Wilkins also needed information from the nursing service to enable him to produce the monthly reports to the administrative groups and to the board of trustees. But once he had established the frequency and format of the information he wanted from Swenson and her staff, the reporting became routine, and Swenson did not feel that Robert’s demand for periodic information from nursing was in any way an imposition. This situation, she thought, was in considerable contrast to the degree and extent to which Samuels imposed on her and her staff. However, she was at a loss to explain the difference, except that she had the impression that the sheer quantity of information that Samuels demanded was greater. Perhaps, she conceded, it was also harder to gather because the system was unclear.

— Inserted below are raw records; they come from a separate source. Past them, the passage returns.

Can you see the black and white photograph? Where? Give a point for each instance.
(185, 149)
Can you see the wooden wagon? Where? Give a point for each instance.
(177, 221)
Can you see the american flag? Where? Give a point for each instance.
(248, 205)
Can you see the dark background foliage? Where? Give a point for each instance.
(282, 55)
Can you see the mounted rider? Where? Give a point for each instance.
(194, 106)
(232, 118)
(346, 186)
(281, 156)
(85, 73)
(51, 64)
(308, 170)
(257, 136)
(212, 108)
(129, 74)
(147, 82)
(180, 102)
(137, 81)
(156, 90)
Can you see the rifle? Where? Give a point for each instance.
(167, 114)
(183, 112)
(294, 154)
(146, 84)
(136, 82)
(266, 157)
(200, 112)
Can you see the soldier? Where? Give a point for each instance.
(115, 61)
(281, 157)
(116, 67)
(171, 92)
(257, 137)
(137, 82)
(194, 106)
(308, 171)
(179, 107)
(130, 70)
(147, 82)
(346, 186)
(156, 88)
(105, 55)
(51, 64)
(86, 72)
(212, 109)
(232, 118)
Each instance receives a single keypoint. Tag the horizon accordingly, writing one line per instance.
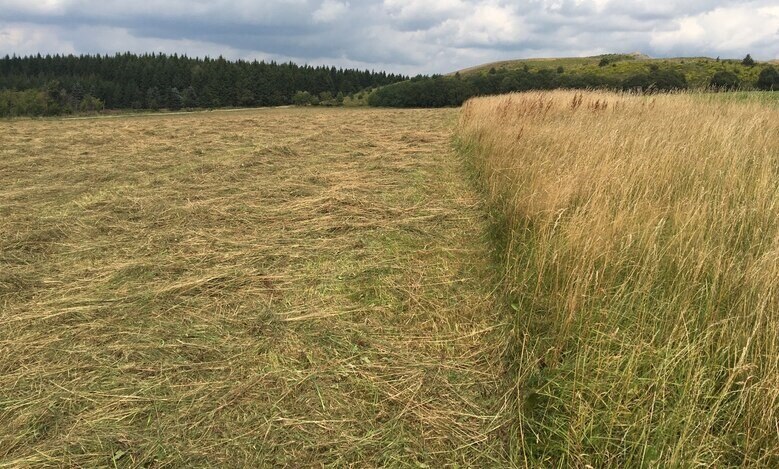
(407, 37)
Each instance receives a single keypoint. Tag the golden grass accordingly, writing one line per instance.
(269, 287)
(641, 251)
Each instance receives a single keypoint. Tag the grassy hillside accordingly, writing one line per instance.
(697, 70)
(290, 287)
(639, 245)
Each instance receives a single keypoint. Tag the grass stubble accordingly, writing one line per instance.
(639, 241)
(322, 287)
(258, 288)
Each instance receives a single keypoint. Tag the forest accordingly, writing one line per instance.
(61, 84)
(609, 72)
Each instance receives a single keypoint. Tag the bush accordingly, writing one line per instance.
(725, 80)
(302, 98)
(768, 79)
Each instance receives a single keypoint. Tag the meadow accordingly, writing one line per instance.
(541, 279)
(288, 287)
(639, 247)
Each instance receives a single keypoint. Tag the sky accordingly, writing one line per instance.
(402, 36)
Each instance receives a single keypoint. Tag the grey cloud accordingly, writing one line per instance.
(410, 36)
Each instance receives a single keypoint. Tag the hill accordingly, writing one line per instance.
(697, 70)
(629, 72)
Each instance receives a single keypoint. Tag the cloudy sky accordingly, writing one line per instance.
(409, 36)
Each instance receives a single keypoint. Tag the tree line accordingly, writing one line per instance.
(442, 91)
(55, 83)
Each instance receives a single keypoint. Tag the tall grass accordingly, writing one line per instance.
(640, 249)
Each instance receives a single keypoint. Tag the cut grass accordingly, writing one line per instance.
(267, 287)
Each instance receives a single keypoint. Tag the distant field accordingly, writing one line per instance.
(697, 70)
(543, 279)
(639, 241)
(254, 288)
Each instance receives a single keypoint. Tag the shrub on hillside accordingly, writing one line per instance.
(725, 80)
(768, 79)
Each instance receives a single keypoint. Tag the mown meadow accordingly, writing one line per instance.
(540, 279)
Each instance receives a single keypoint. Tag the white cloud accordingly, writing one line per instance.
(729, 30)
(408, 36)
(329, 11)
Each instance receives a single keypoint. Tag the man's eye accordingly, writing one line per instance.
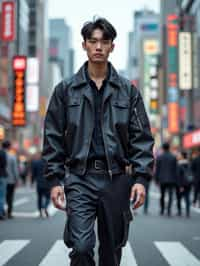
(105, 41)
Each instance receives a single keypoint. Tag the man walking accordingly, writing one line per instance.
(95, 126)
(13, 177)
(166, 176)
(3, 177)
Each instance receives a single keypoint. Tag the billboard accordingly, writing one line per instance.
(19, 109)
(185, 61)
(172, 73)
(32, 81)
(8, 21)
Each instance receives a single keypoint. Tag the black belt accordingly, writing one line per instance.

Swenson hoped that Chadwick’s reassurances would bring with them the beginnings of a resolution of the problems she had been battling not very successfully. She had every reason to rely on his promise to clear up the relationship with Frank Samuels in particular. She doubted that the two of them could start from scratch. But at least they could eliminate this continuous friction. She expected that if the irritations and obstacles in her relations with some of her colleagues could be mitigated through the concentrated communication and analysis afforded by the consultant, and if Chadwick could see himself and the organization with greater clarity, there would be clearer sailing over the next eight to ten months. By that time, she was sure, the results of her efforts to develop better services would demonstrate that her decisions had produced satisfactory results, or, as Swenson herself put it, “Mr. Chadwick can have my head.”

REVIEW QUESTIONS

Write the consultant’s report on Memorial Hospital. Your report should include:

1. An evaluation of the planning process at Memorial Hospital.

2. An assessment of the organization and staffing decisions.

3. An analysis of the leadership style demonstrated by Chadwick and its effectiveness in motivating his employees.

4. An assessment of existing systems and some recommendations for areas that need improvement.